A decisão liminar do juiz Sérgio Humberto de Quadros Sampaio pode expulsar 300 famílias de camponeses para a criação de um dos maiores latifúndios do país. A disputa dura três décadas e envolve uma área de 340 mil hectares – equivalente a duas vezes o tamanho do município de São Paulo. As propriedades, situadas em Formosa do Rio Preto, no oeste da Bahia, produzem atualmente 1,1 milhão de grãos e fibras por ano, 15% da produção na região. Quem se beneficia com a reintegração? José Valter Dias, que alega ser o único proprietário da área, informou o jornal Gazeta do Povo nesta segunda-feira (10/04).

A decisão gerou revolta, levando um grupo de camponeses a fazer um protesto na BA-225. No piquete, que durou cerca de 1h30, os camponeses utilizaram máquinas agrícolas para fechar a rodovia. Para a Associação dos Produtores Rurais da Chapada das Mangabeiras (Aprochama), a medida é “ilegal, absurda e sem precedentes”.

Reprodução / Rede Bahia

Esta é a segunda vez que o juiz da comarca de Formosa do Rio Preto concedeu a reintegração de posse em favor de José Valter Dias. Em 19 de setembro de 2016, o magistrado assinou uma portaria administrativa para a retirada dos camponeses. Porém, em novembro, o Conselho Nacional de Justiça (CNJ) concedeu uma liminar em favor das famílias que recorreram, suspendendo a reintegração, com a justificativa de que ela não poderia ter sido concedida pela via administrativa.

O advogado da Aprochama, Leonardo Lamachia, declarou ao G1 que:

– O que está em pauta neste processo não é o tema de grilagem, não se está discutindo regularização fundiária, o que há, nesta região, são inúmeros, centenas de produtores rurais de boa fé e trabalhadores que há anos desenvolvem suas atividades de forma íntegra e que adquiriram regularmente suas propriedades, com o aval do Estado. Esses produtores não podem ser confundidos com pessoas que podem ter agido ilegalmente para obter outras áreas de terras naquela região.

De acordo com a associação, os camponeses adquiriram as terras por meio do programa de incentivo de cooperação técnica elaborado entre os governo do Brasil e do Japão, o Programa Nipo-Brasileiro para Desenvolvimento do Cerrado (Prodecer II). A associação afirma, ainda, que a produção da região emprega 1.060 pessoas diretamente com a produção de soja, milho, feijão e algodão. E que a renda oriunda de salários e encargos sociais pagos pelos agricultores é superior a R$ 56 milhões por ano.

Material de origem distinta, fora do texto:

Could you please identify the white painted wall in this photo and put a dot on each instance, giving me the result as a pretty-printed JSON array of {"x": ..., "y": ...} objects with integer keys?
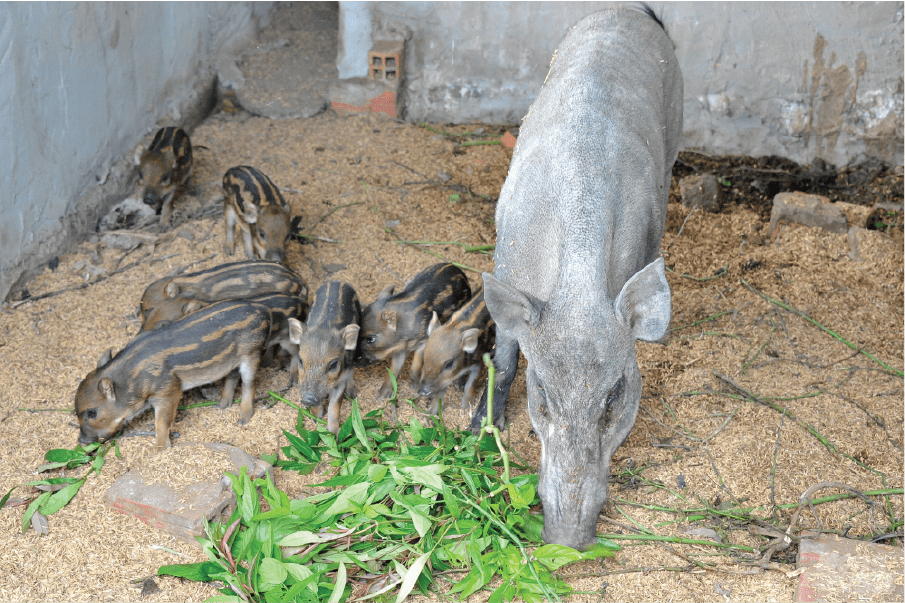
[
  {"x": 795, "y": 79},
  {"x": 80, "y": 84}
]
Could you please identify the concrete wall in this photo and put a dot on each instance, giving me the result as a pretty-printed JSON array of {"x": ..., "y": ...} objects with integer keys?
[
  {"x": 81, "y": 83},
  {"x": 795, "y": 79}
]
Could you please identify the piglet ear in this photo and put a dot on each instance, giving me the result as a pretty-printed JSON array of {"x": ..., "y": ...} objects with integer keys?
[
  {"x": 388, "y": 317},
  {"x": 296, "y": 331},
  {"x": 350, "y": 336},
  {"x": 513, "y": 312},
  {"x": 106, "y": 388},
  {"x": 434, "y": 324},
  {"x": 470, "y": 340},
  {"x": 387, "y": 291},
  {"x": 645, "y": 302}
]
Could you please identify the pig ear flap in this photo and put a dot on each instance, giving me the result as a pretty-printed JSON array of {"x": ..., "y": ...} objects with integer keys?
[
  {"x": 389, "y": 318},
  {"x": 105, "y": 358},
  {"x": 296, "y": 331},
  {"x": 434, "y": 324},
  {"x": 645, "y": 302},
  {"x": 350, "y": 336},
  {"x": 191, "y": 306},
  {"x": 387, "y": 291},
  {"x": 251, "y": 213},
  {"x": 172, "y": 289},
  {"x": 106, "y": 388},
  {"x": 470, "y": 340},
  {"x": 512, "y": 311}
]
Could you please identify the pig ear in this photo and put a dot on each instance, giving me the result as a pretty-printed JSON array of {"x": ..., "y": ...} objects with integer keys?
[
  {"x": 434, "y": 324},
  {"x": 105, "y": 358},
  {"x": 192, "y": 306},
  {"x": 512, "y": 310},
  {"x": 470, "y": 340},
  {"x": 387, "y": 291},
  {"x": 296, "y": 331},
  {"x": 350, "y": 336},
  {"x": 389, "y": 317},
  {"x": 645, "y": 302},
  {"x": 106, "y": 388},
  {"x": 251, "y": 213}
]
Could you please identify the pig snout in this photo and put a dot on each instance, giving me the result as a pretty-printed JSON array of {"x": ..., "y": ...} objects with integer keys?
[{"x": 572, "y": 495}]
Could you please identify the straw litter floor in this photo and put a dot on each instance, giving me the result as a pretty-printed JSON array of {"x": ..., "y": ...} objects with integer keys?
[{"x": 352, "y": 179}]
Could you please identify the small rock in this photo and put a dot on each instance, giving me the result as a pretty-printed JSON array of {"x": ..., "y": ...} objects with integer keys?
[
  {"x": 704, "y": 533},
  {"x": 126, "y": 214},
  {"x": 700, "y": 190},
  {"x": 121, "y": 240},
  {"x": 333, "y": 268},
  {"x": 807, "y": 210}
]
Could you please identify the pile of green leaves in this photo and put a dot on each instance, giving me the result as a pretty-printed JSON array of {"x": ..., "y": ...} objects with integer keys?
[
  {"x": 410, "y": 506},
  {"x": 52, "y": 494}
]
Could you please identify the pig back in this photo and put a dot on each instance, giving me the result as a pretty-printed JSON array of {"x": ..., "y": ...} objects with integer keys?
[{"x": 585, "y": 198}]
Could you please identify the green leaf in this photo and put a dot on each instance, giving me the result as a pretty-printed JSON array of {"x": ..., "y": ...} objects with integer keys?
[
  {"x": 411, "y": 576},
  {"x": 340, "y": 585},
  {"x": 272, "y": 571},
  {"x": 36, "y": 503},
  {"x": 349, "y": 500},
  {"x": 60, "y": 498},
  {"x": 554, "y": 556},
  {"x": 6, "y": 496},
  {"x": 359, "y": 427},
  {"x": 420, "y": 520},
  {"x": 198, "y": 572}
]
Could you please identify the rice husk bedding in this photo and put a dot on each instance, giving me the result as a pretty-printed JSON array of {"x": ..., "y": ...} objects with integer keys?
[{"x": 363, "y": 184}]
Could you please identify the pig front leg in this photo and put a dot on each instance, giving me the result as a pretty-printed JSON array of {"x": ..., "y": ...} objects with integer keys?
[
  {"x": 396, "y": 362},
  {"x": 505, "y": 359},
  {"x": 247, "y": 369},
  {"x": 468, "y": 396},
  {"x": 165, "y": 405},
  {"x": 229, "y": 390},
  {"x": 229, "y": 219}
]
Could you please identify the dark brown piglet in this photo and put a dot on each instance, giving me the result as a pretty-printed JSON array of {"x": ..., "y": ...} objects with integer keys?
[
  {"x": 327, "y": 343},
  {"x": 453, "y": 351},
  {"x": 255, "y": 205},
  {"x": 165, "y": 299},
  {"x": 222, "y": 340},
  {"x": 396, "y": 324},
  {"x": 164, "y": 169}
]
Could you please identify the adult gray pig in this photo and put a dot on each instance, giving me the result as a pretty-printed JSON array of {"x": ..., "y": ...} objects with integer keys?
[{"x": 578, "y": 274}]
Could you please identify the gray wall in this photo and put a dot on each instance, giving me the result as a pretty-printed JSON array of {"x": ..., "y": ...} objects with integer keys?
[
  {"x": 81, "y": 83},
  {"x": 795, "y": 79}
]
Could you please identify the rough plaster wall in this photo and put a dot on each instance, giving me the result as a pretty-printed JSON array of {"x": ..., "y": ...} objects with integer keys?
[
  {"x": 800, "y": 80},
  {"x": 80, "y": 85}
]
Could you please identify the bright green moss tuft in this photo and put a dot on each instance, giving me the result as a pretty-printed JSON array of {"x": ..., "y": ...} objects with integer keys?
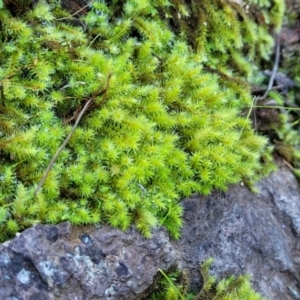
[{"x": 164, "y": 120}]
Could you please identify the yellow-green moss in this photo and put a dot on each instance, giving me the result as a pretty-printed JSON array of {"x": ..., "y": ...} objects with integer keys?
[{"x": 165, "y": 115}]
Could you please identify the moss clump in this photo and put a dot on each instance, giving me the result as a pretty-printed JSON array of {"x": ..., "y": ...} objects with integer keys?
[
  {"x": 163, "y": 119},
  {"x": 175, "y": 286}
]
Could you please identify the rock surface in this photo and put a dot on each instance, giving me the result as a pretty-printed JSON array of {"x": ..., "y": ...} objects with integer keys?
[
  {"x": 245, "y": 233},
  {"x": 258, "y": 234},
  {"x": 64, "y": 263}
]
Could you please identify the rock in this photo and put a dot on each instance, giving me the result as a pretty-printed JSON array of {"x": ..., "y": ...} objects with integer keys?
[
  {"x": 61, "y": 262},
  {"x": 244, "y": 232},
  {"x": 258, "y": 234}
]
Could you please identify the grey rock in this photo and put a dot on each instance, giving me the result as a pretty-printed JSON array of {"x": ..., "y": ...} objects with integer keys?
[
  {"x": 258, "y": 234},
  {"x": 61, "y": 262},
  {"x": 249, "y": 233}
]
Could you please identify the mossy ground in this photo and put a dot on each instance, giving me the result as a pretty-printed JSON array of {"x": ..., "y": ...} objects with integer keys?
[{"x": 166, "y": 85}]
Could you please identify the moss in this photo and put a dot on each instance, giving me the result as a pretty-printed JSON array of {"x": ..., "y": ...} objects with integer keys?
[
  {"x": 175, "y": 286},
  {"x": 164, "y": 116}
]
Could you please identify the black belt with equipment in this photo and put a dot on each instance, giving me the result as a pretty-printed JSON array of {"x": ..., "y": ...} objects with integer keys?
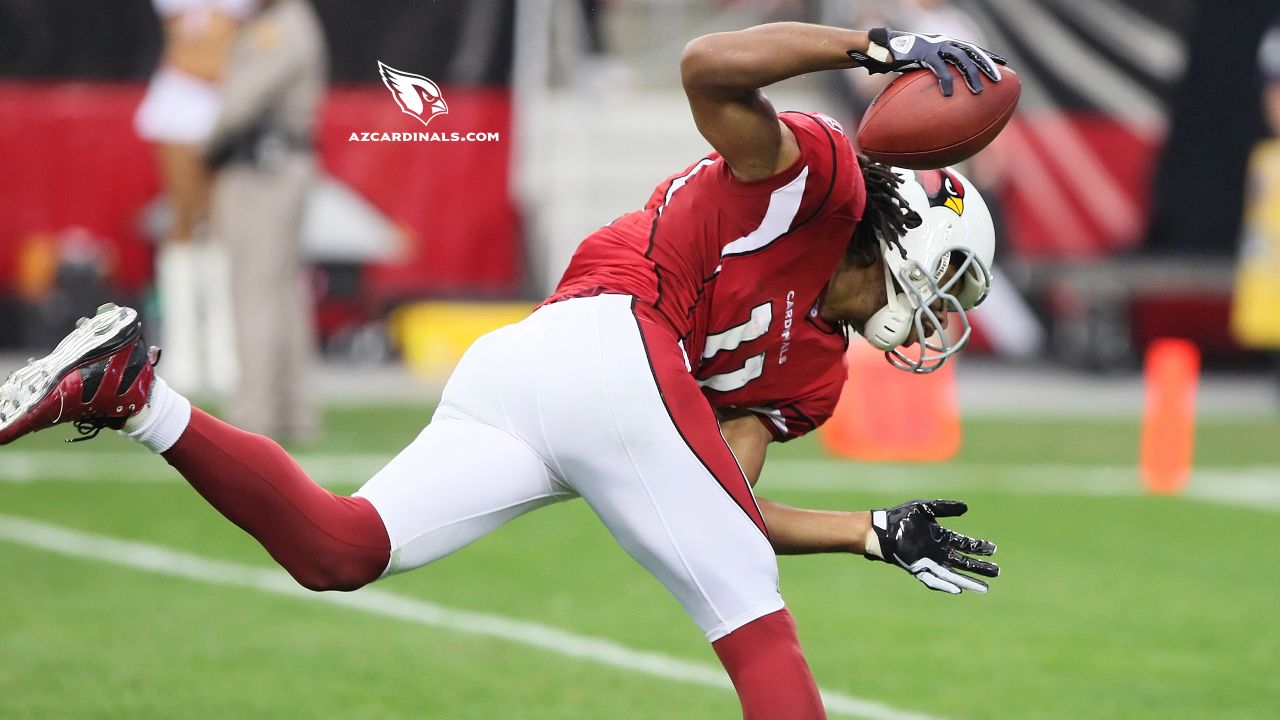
[{"x": 265, "y": 146}]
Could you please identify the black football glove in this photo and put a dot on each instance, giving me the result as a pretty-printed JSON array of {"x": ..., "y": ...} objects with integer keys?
[
  {"x": 909, "y": 536},
  {"x": 892, "y": 50}
]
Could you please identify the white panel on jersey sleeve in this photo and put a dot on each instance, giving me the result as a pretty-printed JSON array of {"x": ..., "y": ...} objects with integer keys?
[
  {"x": 680, "y": 182},
  {"x": 755, "y": 327},
  {"x": 726, "y": 382},
  {"x": 784, "y": 205}
]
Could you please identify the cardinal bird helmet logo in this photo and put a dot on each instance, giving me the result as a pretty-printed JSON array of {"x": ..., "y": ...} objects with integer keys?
[{"x": 416, "y": 95}]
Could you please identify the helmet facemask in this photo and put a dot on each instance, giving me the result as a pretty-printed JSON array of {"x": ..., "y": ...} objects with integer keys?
[
  {"x": 928, "y": 302},
  {"x": 949, "y": 247}
]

Confira o tamanho da área revindicada / Gazeta do Povo

Na região há também três multinacionais, a Bunge, a Cargill e a Amaggi/Dreyfus (uma aliança entre o grupo francês e a empresa do ministro da Agricultura, Blairo Maggi), que, assim como os camponeses, compraram as terras. A soma dos investimentos em infraestrutura nesta propriedade chega a R$ 6,2 bilhões.

Para Edson Fernando Zago, presidente da Aprochama, a região se desenvolveu graças ao trabalho dos camponeses:

– Agora, sem ao menos serem ouvidos e sem serem réus no processo são surpreendentemente intimados a se retirarem da terra que dá o sustento para suas famílias. Confiamos que instâncias superiores da justiça corrijam esta arbitrariedade.

Segundo o Atlas Agropecuário, lançado pelo Imaflora em parceria com o GeoLab, da Escola Superior de Agricultura Luiz de Queiroz (Esalq) da Universidade de São Paulo (USP), o nordeste é a segunda região onde se concentram mais latifúndios no Brasil, em 41% das terras da região. Atrás apenas do Centro-Oeste, com 75%.

Reprodução / Brasil de Fato

Na terça-feira (11), o presidente da Comissão de Agricultura da Bahia, o deputado estadual Eduardo Sales (PP-BA), se reuniu com o secretário de Segurança Pública do Estado, Maurício Barbosa, e com representantes dos camponeses para pedir reforço na segurança depois que capangas armados rondaram a região para intimidar os camponeses. Barbosa garantiu que enviará reforço para impedir o conflito.

OUTRO LADO

A Gazeta do Povo e o G1 não conseguiram contato com o juiz Sérgio Humberto de Quadros Sampaio. Em nota, o advogado de José Valter Dias disse que a ação envolve grilagem em suas terras.